São duas perguntas separadas, uma sobre o presente e outra sobre o futuro. Sobre o presente. É isso mesmo que eu tinha acabado de dizer. É inaceitável esta falta de informação e de um sistema de dados que nos dê a cada momento a fotografia completa. Serão cerca de 400.000 processos pendentes. Nem todas estas pessoas estarão em Portugal, porque nós temos pendências que recuam no tempo seis, sete anos...

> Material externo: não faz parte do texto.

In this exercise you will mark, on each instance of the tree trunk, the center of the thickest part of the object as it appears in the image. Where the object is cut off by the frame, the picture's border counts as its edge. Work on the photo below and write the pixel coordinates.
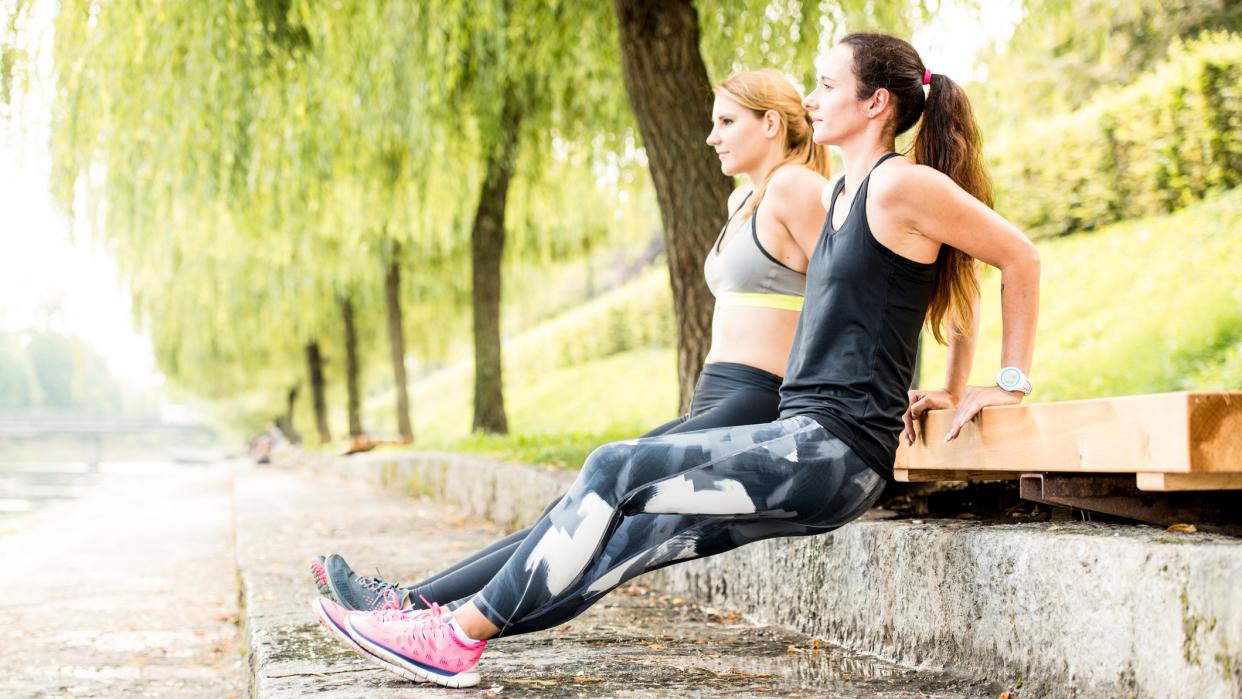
(671, 96)
(354, 402)
(314, 366)
(487, 248)
(396, 344)
(290, 431)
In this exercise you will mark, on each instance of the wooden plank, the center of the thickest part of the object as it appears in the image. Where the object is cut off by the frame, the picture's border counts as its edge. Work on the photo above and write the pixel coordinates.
(1166, 482)
(919, 476)
(1216, 432)
(1123, 435)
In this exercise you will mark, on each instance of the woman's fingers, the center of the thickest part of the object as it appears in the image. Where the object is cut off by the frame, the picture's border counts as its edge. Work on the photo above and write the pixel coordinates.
(975, 400)
(912, 414)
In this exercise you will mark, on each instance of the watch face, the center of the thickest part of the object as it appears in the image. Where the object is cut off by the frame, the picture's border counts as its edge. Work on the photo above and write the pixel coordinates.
(1010, 379)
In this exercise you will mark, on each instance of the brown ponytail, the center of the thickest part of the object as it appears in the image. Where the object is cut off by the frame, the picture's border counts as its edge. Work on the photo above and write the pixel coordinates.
(948, 140)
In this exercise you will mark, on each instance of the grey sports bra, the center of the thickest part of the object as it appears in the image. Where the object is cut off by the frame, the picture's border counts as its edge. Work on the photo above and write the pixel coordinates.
(744, 273)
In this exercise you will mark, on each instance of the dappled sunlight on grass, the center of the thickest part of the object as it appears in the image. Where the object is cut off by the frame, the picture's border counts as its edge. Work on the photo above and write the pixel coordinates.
(1146, 306)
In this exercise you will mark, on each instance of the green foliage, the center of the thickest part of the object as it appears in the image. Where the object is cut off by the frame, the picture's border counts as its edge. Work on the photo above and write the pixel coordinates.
(1155, 145)
(559, 415)
(1145, 306)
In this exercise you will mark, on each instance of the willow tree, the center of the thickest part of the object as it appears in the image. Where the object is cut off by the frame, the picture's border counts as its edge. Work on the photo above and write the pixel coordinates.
(511, 78)
(183, 126)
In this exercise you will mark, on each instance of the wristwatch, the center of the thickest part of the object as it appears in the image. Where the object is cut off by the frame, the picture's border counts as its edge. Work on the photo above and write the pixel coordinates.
(1011, 379)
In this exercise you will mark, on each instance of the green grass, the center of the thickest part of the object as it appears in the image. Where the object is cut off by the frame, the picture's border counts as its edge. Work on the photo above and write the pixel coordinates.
(555, 416)
(1139, 307)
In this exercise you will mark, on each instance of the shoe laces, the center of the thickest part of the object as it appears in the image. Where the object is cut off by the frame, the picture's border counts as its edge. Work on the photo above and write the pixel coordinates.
(426, 633)
(388, 599)
(375, 584)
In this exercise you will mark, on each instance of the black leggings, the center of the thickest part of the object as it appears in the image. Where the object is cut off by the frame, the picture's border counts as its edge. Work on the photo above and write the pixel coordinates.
(727, 395)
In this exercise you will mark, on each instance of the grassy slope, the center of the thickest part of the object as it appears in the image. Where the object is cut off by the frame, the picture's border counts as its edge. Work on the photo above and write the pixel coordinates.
(1138, 307)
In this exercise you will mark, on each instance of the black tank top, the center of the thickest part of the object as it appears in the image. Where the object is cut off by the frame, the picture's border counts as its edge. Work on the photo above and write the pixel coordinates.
(853, 350)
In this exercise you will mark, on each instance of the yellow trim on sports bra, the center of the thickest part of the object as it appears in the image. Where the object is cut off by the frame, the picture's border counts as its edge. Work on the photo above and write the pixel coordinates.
(780, 302)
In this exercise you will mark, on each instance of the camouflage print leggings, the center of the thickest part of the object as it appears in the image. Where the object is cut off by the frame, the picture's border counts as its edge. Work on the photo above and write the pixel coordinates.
(642, 504)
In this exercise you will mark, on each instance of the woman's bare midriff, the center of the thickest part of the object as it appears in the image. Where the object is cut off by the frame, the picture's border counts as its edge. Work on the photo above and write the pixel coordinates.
(755, 337)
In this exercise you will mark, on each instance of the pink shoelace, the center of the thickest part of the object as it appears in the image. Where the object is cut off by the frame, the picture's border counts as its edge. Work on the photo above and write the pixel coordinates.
(429, 632)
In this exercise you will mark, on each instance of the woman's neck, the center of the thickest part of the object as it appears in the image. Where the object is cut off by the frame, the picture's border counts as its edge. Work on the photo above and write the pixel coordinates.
(764, 168)
(860, 157)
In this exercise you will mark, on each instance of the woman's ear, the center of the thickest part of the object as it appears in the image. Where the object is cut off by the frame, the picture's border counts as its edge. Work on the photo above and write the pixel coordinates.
(771, 123)
(877, 103)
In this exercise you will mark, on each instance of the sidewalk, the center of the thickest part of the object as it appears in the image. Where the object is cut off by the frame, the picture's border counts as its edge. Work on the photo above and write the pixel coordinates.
(635, 643)
(128, 591)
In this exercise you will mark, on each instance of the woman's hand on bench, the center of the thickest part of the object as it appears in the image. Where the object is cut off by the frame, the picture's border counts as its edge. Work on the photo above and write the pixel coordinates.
(973, 400)
(976, 399)
(920, 402)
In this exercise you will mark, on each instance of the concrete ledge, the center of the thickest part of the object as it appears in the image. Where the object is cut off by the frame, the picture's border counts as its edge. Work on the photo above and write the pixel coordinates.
(1068, 608)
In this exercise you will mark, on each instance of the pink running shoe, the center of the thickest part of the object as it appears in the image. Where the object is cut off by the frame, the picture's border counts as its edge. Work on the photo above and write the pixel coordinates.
(425, 646)
(332, 616)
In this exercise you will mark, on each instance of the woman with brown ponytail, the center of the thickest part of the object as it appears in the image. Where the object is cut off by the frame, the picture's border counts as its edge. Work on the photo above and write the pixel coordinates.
(897, 252)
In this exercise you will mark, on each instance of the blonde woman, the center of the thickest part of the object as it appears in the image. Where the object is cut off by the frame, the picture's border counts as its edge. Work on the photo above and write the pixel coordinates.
(756, 271)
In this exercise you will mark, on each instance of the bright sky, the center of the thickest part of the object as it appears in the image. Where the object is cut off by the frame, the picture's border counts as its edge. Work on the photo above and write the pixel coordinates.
(52, 276)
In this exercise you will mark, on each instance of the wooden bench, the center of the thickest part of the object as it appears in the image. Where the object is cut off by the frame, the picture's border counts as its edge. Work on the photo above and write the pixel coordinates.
(1101, 455)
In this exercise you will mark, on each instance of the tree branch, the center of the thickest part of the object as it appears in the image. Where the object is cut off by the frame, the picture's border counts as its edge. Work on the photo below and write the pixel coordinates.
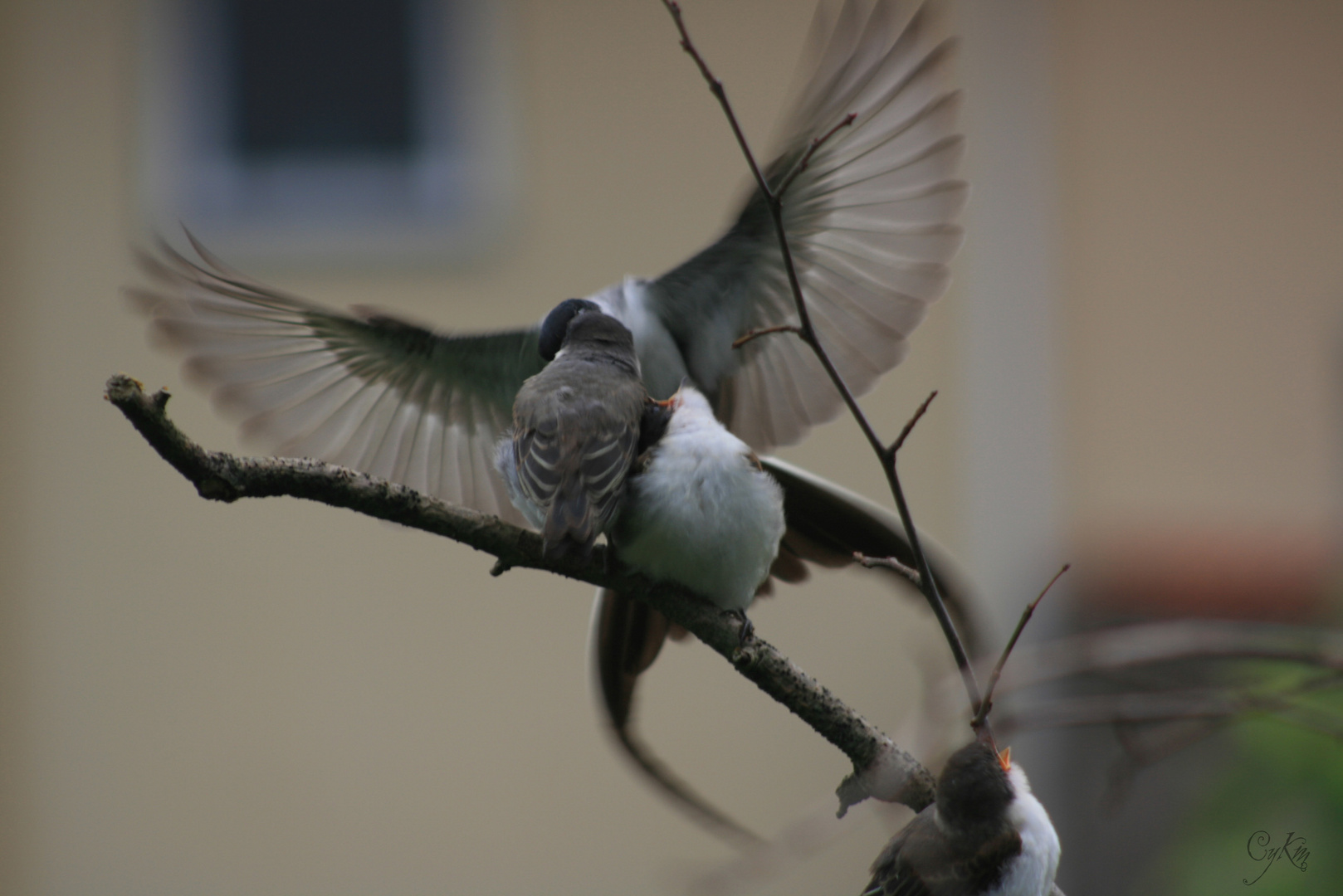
(882, 768)
(808, 334)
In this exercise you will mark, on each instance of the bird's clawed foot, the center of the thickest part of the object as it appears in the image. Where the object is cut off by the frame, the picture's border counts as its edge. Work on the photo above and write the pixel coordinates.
(747, 627)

São manifestações de interesse?
Não apenas. Estamos a falar de todo o ciclo de processos pendentes, que inclui as manifestações de interesse para a primeira autorização de residência, pedidos de reagrupamento familiar, pedidos de vistos, renovação de vistos ou das autorizações de residência, processos dos vistos dos cidadãos da CPLP (Comunidade dos Países e Língua Oficial Portuguesa). As situações dos requerentes de asilo que poderão ficar sob proteção internacional são grupos diferentes.

Também quero chamar atenção para um facto, que não abona a favor da robustez da avaliação dos números. Mas a perspetiva que existe é que uma parte dos 400.000 tenham sido manifestações de interesse que perante a falta de resposta do Estado, vários desses requerentes tenham saído do território nacional. Agora, a outra coisa que nós sabemos é que perante o fluxo atual, muito resultante das regras existentes, as entradas são largamente superiores à capacidade atual de resposta. 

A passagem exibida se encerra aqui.